Under the $4.5 billion "Connect America Fund," an effort that is designed to subsidize broadband service in rural hard to reach areas, the FCC is planning on redirecting funds previously set for traditional voice services.
Given the challenges of building out wireline broadband in rural areas, the Connect America initiative also allocates money to help drive more mobile broadband services via the new Mobility Fund.
At the same time, the FCC is trying to simplify the intercarrier compensation (ICC) process, which is the regulated charges service providers pay one another to terminate their respective voice traffic on their networks, to what it calls a "bill-and-keep" framework. The agency claims that the bill and keep framework will improve service and lower costs by removing hidden subsidies on consumers' bills and rids impediments to deploying next-generation networks.
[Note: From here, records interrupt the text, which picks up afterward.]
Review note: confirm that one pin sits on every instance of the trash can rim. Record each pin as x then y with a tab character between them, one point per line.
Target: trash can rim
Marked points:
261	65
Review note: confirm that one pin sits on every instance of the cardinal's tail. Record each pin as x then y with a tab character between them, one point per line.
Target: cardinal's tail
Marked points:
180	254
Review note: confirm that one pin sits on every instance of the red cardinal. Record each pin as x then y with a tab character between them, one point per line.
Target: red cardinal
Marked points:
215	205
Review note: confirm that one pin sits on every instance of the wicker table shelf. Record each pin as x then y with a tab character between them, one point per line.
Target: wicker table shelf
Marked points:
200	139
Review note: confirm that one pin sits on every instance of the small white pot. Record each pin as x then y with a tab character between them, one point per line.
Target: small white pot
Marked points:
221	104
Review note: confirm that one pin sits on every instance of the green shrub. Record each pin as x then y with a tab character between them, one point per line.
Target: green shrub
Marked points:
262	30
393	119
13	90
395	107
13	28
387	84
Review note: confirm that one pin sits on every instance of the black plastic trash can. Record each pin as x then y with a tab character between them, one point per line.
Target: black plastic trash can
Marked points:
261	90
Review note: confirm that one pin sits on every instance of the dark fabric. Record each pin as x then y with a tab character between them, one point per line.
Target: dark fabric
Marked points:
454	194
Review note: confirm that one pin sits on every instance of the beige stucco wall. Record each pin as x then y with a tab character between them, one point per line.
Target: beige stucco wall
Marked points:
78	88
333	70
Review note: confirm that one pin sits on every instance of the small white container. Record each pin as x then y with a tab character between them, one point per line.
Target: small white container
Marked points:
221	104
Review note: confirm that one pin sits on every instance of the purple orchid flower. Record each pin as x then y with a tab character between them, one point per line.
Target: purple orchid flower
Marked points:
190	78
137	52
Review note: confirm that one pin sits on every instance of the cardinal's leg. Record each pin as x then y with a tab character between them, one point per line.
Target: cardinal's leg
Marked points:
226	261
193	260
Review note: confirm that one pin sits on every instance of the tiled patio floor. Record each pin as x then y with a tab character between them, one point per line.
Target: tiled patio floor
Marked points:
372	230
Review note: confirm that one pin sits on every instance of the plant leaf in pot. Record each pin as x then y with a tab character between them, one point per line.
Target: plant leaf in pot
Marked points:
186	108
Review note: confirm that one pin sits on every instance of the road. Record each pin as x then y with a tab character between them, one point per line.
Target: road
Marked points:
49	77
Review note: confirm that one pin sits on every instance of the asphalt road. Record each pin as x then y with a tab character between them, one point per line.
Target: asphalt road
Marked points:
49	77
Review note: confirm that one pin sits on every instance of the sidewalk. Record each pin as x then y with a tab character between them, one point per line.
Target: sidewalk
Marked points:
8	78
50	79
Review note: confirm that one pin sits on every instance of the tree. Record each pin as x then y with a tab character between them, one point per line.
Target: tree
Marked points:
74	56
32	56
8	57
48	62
Of course, ILECs and other interested parties have had their own ideas about USF and ICC reform. Earlier this year, six of the largest ILECs, including AT&T (NYSE: T), CenturyLink (NYSE: CTL), FairPoint (Nasdaq: FRP), Frontier (NYSE: FTR), Verizon (NYSE: VZ) and Windstream (Nasdaq: WIN), put forward America's Broadband Connectivity (ABC) plan.
Much like the net neutrality ruling, incumbent service providers, including AT&T and a number of industry groups, are now in the process of challenging the FCC's USF order. Joining AT&T are 12 other PUCs in the consolidated lawsuit--a number of industry groups (National Telecommunications Cooperative Association), state PUCs and smaller telcos (Choctaw Telephone Company), and State PUCs (Pennsylvania, Vermont and Ohio).
In their lawsuits, the 13 plaintiffs argue that the agency's order was "arbitrary and capricious" and a "departure from reasoned decision-making."
Why it's significant: The change in USF and UCC rules has some serious implications especially for rural service providers who have depended on USF funds as a source of revenue to fund ongoing network maintenance and even new broadband network build outs. Given these concerns, the FCC's dream of completing USF and ICC reform will find itself mired in a number of legal challenges that aren't likely to be quickly resolved in 2012.